Of course, that was all type and figure. We will see in a minute what it meant. We have got to go back to the Old Testament again. You know right from the day when Adam sinned in the garden, the presence of God was shut and closed to him. All through the Old Testament, God is so separate from man that man cannot come near God. Everything in the Old Testament says to man, "Keep out! Come not near, this is holy ground." That court around the tabernacle said to man, "Keep out. You cannot come in here, only the priests can come in here, you keep out." You see, man was excluded from the Presence of God. It was a terrible thing to come into the Presence of God. If ever anybody felt that God had come near, they would have been afraid for their life. Heaven was closed. The old Israel had a closed heaven. "Thou shalt see the heaven open." A WONDERFUL FEATURE ABOUT THIS NEW ISRAEL IS THAT IT HAS AN OPEN HEAVEN IN JESUS CHRIST.
When did Nathaniel come to experience what Jesus said he would? You open your New Testament at the beginning of the Acts of the apostles. You will read the names of the people who were gathered together after the resurrection of Jesus. It says now there were so-and-so, so-and-so, so-and-so, and Nathaniel. Oh, Nathaniel is there! And they were all gathered together in one place. And suddenly there came from heaven the sound as of a mighty rushing wind. They were all filled with the Holy Spirit (Acts 2). The heaven is open. Why? Because Jesus has gone through and opened it. And on that day, and from that day, they lived under the open heaven. That is, they had a freeway through to God. No longer were they kept outside. The Holy Spirit says now you can come with boldness to the Throne of Grace. It is no longer a closed door to God. The heavens are open. That is the inheritance of the new Israel.

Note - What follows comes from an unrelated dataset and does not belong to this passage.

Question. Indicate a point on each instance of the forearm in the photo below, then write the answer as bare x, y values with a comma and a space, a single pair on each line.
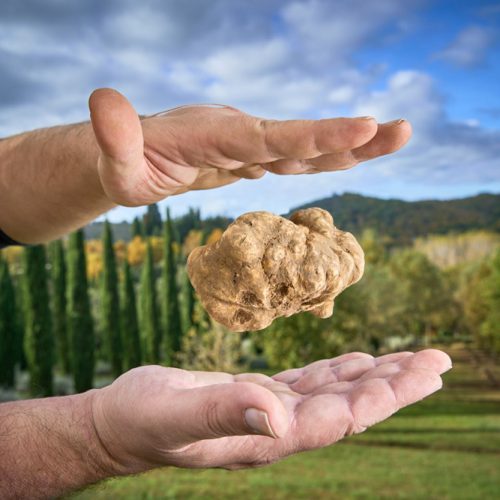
50, 447
49, 183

I think we are having a little bit of the experience of that today. We have an open heaven here tonight. We know something about the Lord speaking to us from heaven in the Lord Jesus. God's messages are coming to us from heaven. I trust that is true. That is our great privilege as the new Israel. Now I have got to stop. And I only got to the first chapter of John, and that goes right through the whole Gospel of John to the end. All that which is in that wonderful gospel has to do with this new spiritual Israel. We are brought into a wonderful thing through the Lord Jesus, to the God of glory, to the wonderful miracle of spiritual sonship. We are learning to know the power of His resurrection and we are coming to experience more and more of the meaning of the open heaven. This is not just Bible teaching. This is wonderful spiritual experience. IT IS ALL THE INHERITANCE OF THE CHILDREN OF THIS NEW ISRAEL!